The distribution of disorientation axes for grain boundaries in polycrystalline CuInSe2, in multiples of a random distribution (MRD), presented as stereographic projections. The disorientation angles are a 32°, b 39°, and c 60°. Reprinted with permission from Elsevier, Ltd33

Several parameters were used to quantify the GBCD as extracted from EBSD maps, including, for a given boundary: the grain-boundary disorientation angle ψ, the three Rodrigues vector \(\overrightarrow R \) components of the disorientation and scalar measures of closeness k to the 〈100〉, 〈110〉, and 〈111〉 crystallographic directions. Our aim here is, as above, to to identify which (possibly non-linear) combination(s) of GBCD variables is (are) most correlated with electrical and optoelectronic properties. For this purpose, it is sensible to define sets of input and output variables, respectively, as

$$\begin{array}{r}\\ \vec x = \left\{ {\psi ,{R_1},{R_2},{R_3},{k_{\left\langle {100} \right\rangle }},{k_{\left\langle {110} \right\rangle }},{k_{\left\langle {111} \right\rangle }}} \right\},\\ \\ \vec y = \left\{ {ebic,cl} \right\},\\ \\ \end{array}$$


where the subscripts on k denote crystallographic directions and where ebic and cl are the EBIC and CL signals, respectively.

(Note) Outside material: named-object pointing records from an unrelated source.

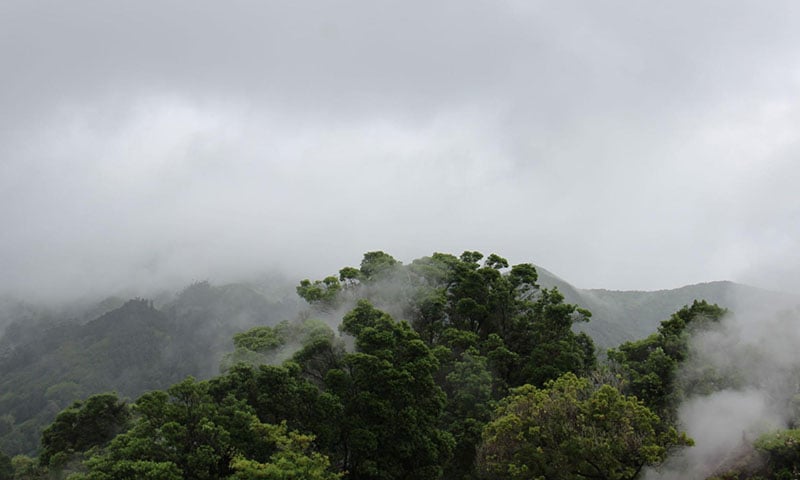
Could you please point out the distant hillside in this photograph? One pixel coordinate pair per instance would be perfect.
(50, 357)
(618, 316)
(47, 362)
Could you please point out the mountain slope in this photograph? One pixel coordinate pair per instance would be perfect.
(619, 316)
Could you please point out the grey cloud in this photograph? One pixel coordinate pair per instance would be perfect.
(622, 146)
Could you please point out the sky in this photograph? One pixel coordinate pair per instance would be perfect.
(622, 145)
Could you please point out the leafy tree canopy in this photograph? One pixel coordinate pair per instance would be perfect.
(572, 430)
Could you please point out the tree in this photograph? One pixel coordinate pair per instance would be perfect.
(293, 460)
(85, 424)
(649, 365)
(572, 430)
(391, 402)
(6, 469)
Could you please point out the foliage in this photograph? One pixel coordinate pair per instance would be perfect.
(649, 365)
(85, 424)
(571, 430)
(6, 469)
(391, 402)
(783, 453)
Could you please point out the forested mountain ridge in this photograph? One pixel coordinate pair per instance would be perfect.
(621, 315)
(46, 363)
(429, 360)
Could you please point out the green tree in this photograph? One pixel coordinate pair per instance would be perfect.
(391, 403)
(85, 424)
(572, 430)
(649, 365)
(6, 469)
(293, 460)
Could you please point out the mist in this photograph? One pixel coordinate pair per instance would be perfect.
(747, 368)
(622, 146)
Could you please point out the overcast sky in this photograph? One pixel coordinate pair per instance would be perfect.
(622, 145)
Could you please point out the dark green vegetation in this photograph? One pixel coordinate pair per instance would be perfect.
(449, 367)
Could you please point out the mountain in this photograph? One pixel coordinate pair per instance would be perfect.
(619, 316)
(49, 358)
(47, 362)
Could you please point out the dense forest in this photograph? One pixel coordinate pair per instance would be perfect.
(449, 367)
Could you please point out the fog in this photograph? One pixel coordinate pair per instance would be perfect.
(753, 360)
(623, 146)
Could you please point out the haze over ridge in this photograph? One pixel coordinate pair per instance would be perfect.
(632, 147)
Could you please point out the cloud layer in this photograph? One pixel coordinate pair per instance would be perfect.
(623, 146)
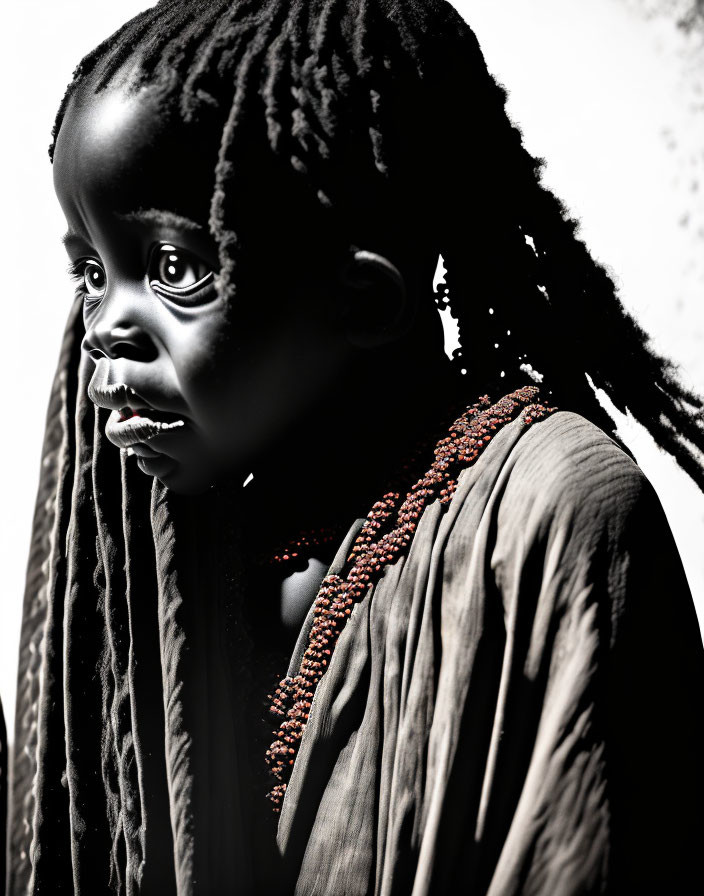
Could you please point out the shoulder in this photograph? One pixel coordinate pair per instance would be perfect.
(566, 470)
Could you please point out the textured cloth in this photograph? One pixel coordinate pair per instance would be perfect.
(517, 706)
(514, 708)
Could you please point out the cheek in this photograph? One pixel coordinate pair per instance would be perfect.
(245, 386)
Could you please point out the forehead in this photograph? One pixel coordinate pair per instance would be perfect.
(132, 150)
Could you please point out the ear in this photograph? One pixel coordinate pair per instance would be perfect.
(375, 305)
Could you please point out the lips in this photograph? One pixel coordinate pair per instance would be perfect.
(132, 419)
(137, 428)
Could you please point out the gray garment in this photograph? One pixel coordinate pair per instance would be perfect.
(516, 706)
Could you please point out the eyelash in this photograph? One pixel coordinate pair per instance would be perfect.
(76, 271)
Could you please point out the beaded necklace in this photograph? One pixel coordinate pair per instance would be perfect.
(385, 536)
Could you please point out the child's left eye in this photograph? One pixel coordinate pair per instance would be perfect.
(177, 270)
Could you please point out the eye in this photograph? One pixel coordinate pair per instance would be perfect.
(94, 278)
(90, 278)
(177, 270)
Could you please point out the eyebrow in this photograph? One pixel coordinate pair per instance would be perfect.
(160, 216)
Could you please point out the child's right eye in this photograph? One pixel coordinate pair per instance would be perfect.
(90, 277)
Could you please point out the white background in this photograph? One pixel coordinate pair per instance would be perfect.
(612, 98)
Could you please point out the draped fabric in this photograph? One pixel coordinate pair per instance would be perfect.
(514, 708)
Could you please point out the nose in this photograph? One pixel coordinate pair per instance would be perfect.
(120, 329)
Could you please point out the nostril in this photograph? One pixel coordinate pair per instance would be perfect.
(131, 343)
(132, 350)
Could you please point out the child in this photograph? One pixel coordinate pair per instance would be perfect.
(491, 677)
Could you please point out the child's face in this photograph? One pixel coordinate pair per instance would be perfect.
(212, 390)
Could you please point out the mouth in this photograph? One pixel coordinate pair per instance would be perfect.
(127, 426)
(132, 419)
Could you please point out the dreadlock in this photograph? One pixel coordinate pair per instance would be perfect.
(385, 113)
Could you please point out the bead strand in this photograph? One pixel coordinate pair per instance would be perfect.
(385, 535)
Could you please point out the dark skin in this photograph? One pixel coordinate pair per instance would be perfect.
(269, 387)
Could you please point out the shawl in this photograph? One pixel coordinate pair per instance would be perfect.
(513, 708)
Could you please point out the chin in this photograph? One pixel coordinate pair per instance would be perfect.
(177, 478)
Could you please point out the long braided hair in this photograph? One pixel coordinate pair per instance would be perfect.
(381, 121)
(381, 113)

To identify those input and output variables that are most important in connecting microstructure to properties, one first performs a CCA using the variables given in Eq.7. For concreteness, we consider a data set comprising 104 samples for non-twin boundaries. From this analysis, one finds a single pair of canonical variates that are maximally, though relatively weakly correlated, having a correlation coefficient of 0.26 and a large p-value of 0.88 for the hypothesis test using Rao’s F-test.14 (Given this p-value, one cannot reject the possibility that these variables are uncorrelated.) The canonical weights for the input and output variables are given in Table1. In Fig.4a, the corresponding canonical variates, V and W, are plotted for each of the data points, along with the associated regression line.

a The canonical variates V and W identified by a canonical correlation analysis of the 104 data points from Application 2. The regression line is also shown. b The same as for part a, except that these results are obtained after Monte Carlo simulation. Note the stronger dependence between the two variates as compared to those shown in a. Also shown are the corresponding regression line and a 95% confidence interval for the data (shaded region). The correlation coefficient is 0.56

From Table1 it is evident that several of the input variables, given their relatively small canonical weights, make little contribution to the input canonical variate. This situation is, in fact, ideally suited to CCAMC as the trial function need only depend on a few input variables. We identify three input variables, namely the components of \(\vec R\), that have significant canonical weights and ask whether the addition of some (possibly) non-linear function of these variables would lead to a stronger correlation with the output variables. Consider, for example, the Padé functional form given in Eq.5 with the variable set {R 1, R 2, R 3} and expansion exponent m = 1. After approximately 150 CCAMC simulations, each comprising 15,000 iterations, expansion coefficients were found yielding a maximum observed correlation coefficient of 0.56 with an associated p-value < 10−3. In Fig.4b, the corresponding canonical variates are displayed for each of the data points, along with the regression line and a 95% confidence interval for the data. Clearly, this procedure has produced canonical variates with a substantially increased degree of correlation; moreover, the corresponding p-value gives one confidence that this correlation is real.